In the light of a recent announcement, I was discussing with a developer about SaaS. His main argument against the SaaS era was that the low margins will lead to the death of software industry. Our conversation was more political but I will try to focus on the techbiz side of it than the political side.
First, the open source and, now, the SaaS are the two game changing moments in the software history. These two developments leveled the playing field in the industry and changed the landscape from a position where only enterprises could take advantage of the benefits of IT to a situation where even a mom and pop business can tap into IT the way fortune 500 companies do. In short, Open Source and SaaS has commoditized software for the masses. Now, we are hearing noises from people in the traditional software industry, and also from people who make their living writing about them, that the margins in the SaaS are very low and it will kill the software industry itself. I am not someone who was trained to think in a certain way by the business schools. In my world view, commoditization of software is a natural evolution with the advances in technology behind the infrastructure. These criticisms are expected when the ground shifts from below, giving rise to a totally new landscape resulting in few players losing out big and many having difficulty even comprehending the seismic shift.
To begin with, the bloated software prices in the traditional world was not a natural outcome of the market reality. Partly, it was an artificial fattening by some of the players who managed to get monopoly like hold on the market. Even with the PC revolution, computers were expensive for the big chunk of population in the world. Internet was at its infancy and the infrastructure in many parts of the world were abysmal. This lead to an environment where certain players could control the market by leveraging their existing marketshare or by being at the right place at the right time. These interests made sure that software was expensive and exclusive.
In their quest to move from 90% marketshare to 93% marketshare, these big players lost focus and forgot the meaning for the term “innovation”. Whenever innovation halts and marketplace becomes stale, even the conservative users (those who are not keen to try a new app every day) get itchy and want change. We were at a similar situation when internet came along in full speed and computing power went into the pant pockets of users in every single continent. This opened up a new way to deliver software at a much cheaper price. The infrastructure costs nosedived and by leveraging internet, the middle men could be cut out from marketing to retailing. This offered a tremendous opportunity to new players who had nothing to lose and everything to gain. Plus, these new players were not used to having bloated margins of the traditional world. This, eventually, lead to the proliferation of SaaS applications which were delivered direct to the customers from the vendors’ infrastructure at a much lower cost.
The margins in the SaaS era may not be as bloated the traditional world but the market is much larger than the previous era. It is open not only to small and medium businesses in the western world but also to such players from every part of the world. When you have such a huge untapped marketplace, you can still make money and live a capitalistic lifestyle even with slim margins.
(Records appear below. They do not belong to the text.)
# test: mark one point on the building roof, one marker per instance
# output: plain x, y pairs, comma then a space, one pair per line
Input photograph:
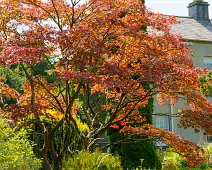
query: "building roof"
193, 30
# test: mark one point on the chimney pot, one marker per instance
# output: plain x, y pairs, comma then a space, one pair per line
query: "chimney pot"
198, 9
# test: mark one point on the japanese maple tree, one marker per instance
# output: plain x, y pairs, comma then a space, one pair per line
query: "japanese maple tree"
98, 49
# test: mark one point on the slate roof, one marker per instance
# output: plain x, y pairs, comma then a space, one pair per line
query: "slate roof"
193, 30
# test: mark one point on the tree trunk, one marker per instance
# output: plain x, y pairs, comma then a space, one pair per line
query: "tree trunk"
45, 164
57, 164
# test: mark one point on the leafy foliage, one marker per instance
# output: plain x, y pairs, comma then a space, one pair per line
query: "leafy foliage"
130, 153
90, 49
94, 161
15, 150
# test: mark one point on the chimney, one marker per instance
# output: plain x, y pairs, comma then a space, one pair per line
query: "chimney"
198, 9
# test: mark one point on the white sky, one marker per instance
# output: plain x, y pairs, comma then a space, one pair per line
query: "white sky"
173, 7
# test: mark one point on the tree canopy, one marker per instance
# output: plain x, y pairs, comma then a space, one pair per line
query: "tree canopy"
96, 50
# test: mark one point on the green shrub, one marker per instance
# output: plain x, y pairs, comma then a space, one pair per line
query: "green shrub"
92, 161
173, 160
171, 164
208, 154
15, 151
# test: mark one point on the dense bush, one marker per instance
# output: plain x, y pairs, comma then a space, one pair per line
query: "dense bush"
131, 153
92, 161
15, 151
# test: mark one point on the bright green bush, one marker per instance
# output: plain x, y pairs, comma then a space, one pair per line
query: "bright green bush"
15, 151
92, 161
172, 160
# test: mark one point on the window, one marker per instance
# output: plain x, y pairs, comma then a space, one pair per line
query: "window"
163, 122
209, 139
207, 61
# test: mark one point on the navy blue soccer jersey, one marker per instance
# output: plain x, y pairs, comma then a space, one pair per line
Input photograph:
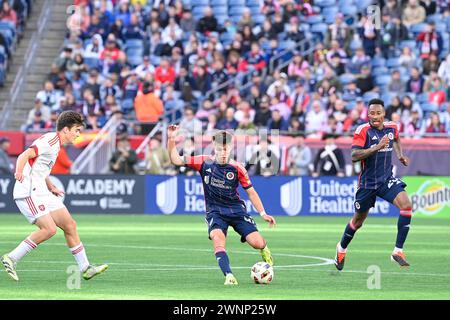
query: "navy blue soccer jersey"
377, 168
220, 183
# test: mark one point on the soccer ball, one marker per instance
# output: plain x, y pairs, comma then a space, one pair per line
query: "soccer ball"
262, 273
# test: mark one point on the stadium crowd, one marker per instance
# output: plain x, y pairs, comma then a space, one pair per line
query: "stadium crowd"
143, 59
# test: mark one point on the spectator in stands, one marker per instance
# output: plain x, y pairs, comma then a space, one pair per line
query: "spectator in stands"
263, 114
296, 68
157, 158
49, 96
63, 163
392, 8
208, 23
65, 59
147, 105
415, 82
299, 157
228, 122
413, 13
37, 125
339, 31
359, 60
394, 33
187, 22
408, 58
365, 81
254, 60
415, 127
430, 41
396, 85
134, 30
264, 161
434, 124
353, 121
277, 122
444, 70
93, 49
431, 65
316, 118
8, 13
5, 164
329, 160
123, 159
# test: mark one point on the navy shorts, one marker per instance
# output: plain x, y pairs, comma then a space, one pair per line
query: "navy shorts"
365, 198
243, 225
Here is a piece of my mind to people who use fear tactics to stop progress. SaaS is not communism in new clothes, the other one being Open Source. Open Source and, now, SaaS are natural evolution in the marketplace when there is a healthy competition on a level playing field. From last I heard, it is capitalism.
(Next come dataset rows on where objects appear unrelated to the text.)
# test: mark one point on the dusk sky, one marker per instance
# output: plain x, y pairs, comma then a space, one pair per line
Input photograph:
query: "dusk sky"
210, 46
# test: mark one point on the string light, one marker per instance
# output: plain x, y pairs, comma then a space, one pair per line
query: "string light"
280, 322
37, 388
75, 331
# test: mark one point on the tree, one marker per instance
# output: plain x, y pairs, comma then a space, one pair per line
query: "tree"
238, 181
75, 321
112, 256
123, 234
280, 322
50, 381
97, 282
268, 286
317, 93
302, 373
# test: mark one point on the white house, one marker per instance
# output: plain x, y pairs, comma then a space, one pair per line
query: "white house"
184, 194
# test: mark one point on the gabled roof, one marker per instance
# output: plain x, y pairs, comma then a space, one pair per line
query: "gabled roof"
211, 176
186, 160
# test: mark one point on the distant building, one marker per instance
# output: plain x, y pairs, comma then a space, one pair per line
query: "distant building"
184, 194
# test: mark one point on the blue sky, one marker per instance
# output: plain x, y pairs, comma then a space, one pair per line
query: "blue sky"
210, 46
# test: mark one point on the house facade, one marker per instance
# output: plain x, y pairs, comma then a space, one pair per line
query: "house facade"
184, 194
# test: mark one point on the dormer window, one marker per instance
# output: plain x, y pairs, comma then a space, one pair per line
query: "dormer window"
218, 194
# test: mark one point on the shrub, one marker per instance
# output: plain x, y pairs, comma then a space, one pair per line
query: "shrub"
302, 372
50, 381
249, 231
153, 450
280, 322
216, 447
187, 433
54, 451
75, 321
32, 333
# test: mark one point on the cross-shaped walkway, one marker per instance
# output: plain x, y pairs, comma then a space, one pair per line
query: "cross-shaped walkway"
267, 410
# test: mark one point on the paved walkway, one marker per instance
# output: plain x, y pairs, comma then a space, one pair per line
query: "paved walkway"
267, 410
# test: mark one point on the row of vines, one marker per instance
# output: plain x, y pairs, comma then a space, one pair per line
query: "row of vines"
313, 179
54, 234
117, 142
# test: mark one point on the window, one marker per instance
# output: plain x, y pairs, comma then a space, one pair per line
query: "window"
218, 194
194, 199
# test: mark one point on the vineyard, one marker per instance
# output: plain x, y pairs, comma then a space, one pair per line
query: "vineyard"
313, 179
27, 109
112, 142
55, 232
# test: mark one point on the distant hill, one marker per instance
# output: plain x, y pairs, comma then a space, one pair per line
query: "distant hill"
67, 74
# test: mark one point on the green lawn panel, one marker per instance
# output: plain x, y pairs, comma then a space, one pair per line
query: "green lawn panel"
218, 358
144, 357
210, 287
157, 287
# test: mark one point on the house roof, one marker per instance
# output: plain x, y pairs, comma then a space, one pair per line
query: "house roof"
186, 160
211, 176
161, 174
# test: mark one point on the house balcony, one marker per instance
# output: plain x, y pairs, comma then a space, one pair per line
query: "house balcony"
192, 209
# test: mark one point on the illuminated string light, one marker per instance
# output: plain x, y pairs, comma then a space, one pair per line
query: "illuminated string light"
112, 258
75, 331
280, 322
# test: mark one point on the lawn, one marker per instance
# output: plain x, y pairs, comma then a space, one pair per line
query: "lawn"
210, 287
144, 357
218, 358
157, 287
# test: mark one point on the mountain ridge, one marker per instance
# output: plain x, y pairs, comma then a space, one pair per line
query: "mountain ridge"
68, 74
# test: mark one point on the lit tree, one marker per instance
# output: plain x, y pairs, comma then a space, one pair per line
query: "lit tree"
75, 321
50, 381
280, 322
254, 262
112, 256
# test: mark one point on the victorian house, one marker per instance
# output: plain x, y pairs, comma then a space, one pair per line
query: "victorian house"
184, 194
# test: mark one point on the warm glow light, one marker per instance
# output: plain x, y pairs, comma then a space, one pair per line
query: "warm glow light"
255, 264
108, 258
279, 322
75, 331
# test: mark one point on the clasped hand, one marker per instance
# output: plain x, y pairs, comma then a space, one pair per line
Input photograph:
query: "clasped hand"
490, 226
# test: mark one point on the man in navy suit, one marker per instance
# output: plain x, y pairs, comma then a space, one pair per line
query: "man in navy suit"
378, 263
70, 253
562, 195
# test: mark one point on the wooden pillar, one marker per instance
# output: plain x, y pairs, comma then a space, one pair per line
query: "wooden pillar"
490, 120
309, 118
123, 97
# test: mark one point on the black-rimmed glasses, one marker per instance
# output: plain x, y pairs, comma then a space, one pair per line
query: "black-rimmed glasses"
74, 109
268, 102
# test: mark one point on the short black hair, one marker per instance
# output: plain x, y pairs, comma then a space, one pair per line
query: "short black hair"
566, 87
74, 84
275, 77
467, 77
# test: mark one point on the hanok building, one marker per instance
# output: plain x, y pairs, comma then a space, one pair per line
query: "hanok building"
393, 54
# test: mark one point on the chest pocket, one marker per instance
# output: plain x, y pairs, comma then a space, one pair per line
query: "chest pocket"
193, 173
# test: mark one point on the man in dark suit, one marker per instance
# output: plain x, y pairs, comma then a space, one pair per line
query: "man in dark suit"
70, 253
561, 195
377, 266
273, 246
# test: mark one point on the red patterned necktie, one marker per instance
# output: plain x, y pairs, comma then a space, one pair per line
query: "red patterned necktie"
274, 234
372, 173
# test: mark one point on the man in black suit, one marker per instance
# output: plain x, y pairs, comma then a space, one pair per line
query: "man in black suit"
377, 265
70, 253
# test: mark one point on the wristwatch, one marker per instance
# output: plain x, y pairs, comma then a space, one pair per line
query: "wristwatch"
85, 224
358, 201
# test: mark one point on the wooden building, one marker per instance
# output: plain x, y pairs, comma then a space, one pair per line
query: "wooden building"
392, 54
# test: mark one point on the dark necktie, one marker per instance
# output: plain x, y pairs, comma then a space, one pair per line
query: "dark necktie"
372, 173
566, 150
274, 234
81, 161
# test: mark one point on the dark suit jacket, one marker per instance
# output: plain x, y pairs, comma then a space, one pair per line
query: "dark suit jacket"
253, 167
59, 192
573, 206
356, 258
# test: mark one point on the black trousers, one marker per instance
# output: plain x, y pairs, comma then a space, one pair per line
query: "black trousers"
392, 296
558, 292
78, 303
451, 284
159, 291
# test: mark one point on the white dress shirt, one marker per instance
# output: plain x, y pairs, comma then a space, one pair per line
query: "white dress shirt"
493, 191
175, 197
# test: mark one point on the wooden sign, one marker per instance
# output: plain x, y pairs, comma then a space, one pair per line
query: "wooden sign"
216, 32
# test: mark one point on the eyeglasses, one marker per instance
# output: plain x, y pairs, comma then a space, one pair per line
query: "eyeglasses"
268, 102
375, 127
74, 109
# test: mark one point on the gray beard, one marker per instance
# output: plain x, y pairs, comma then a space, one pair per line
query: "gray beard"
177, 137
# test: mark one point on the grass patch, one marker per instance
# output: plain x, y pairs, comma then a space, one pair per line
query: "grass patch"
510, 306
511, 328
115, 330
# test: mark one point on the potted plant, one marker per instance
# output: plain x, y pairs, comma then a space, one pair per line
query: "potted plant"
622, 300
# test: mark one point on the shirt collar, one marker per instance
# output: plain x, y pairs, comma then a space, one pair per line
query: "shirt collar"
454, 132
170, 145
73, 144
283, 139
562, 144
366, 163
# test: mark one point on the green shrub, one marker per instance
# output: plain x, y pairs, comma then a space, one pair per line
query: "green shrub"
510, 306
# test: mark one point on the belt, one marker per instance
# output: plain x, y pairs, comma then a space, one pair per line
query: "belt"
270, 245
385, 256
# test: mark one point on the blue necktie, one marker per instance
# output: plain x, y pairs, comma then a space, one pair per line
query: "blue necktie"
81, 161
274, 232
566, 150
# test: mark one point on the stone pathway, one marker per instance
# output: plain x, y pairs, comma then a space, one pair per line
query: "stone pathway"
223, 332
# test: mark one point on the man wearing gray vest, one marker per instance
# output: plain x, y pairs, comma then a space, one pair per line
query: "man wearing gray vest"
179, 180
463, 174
- is a delivery mechanism and we can build competitive business models on top of it
- has leveled the playing field where even startups can compete on par with monster sized monopoly players
- is leading the way in innovation in the marketplace
- offers tremendous cost advantages to consumers and businesses so that they can save a buck of two (profit, anyone?)
For me, these are the hallmarks of a capitalistic society which plays by the rules. Trying to use fear tactics to keep customers on leash will not work for a long time. This is an era of change and the IT landscape is definitely going to change for the better. Smart people jump in when they see a successful trend and others lose out.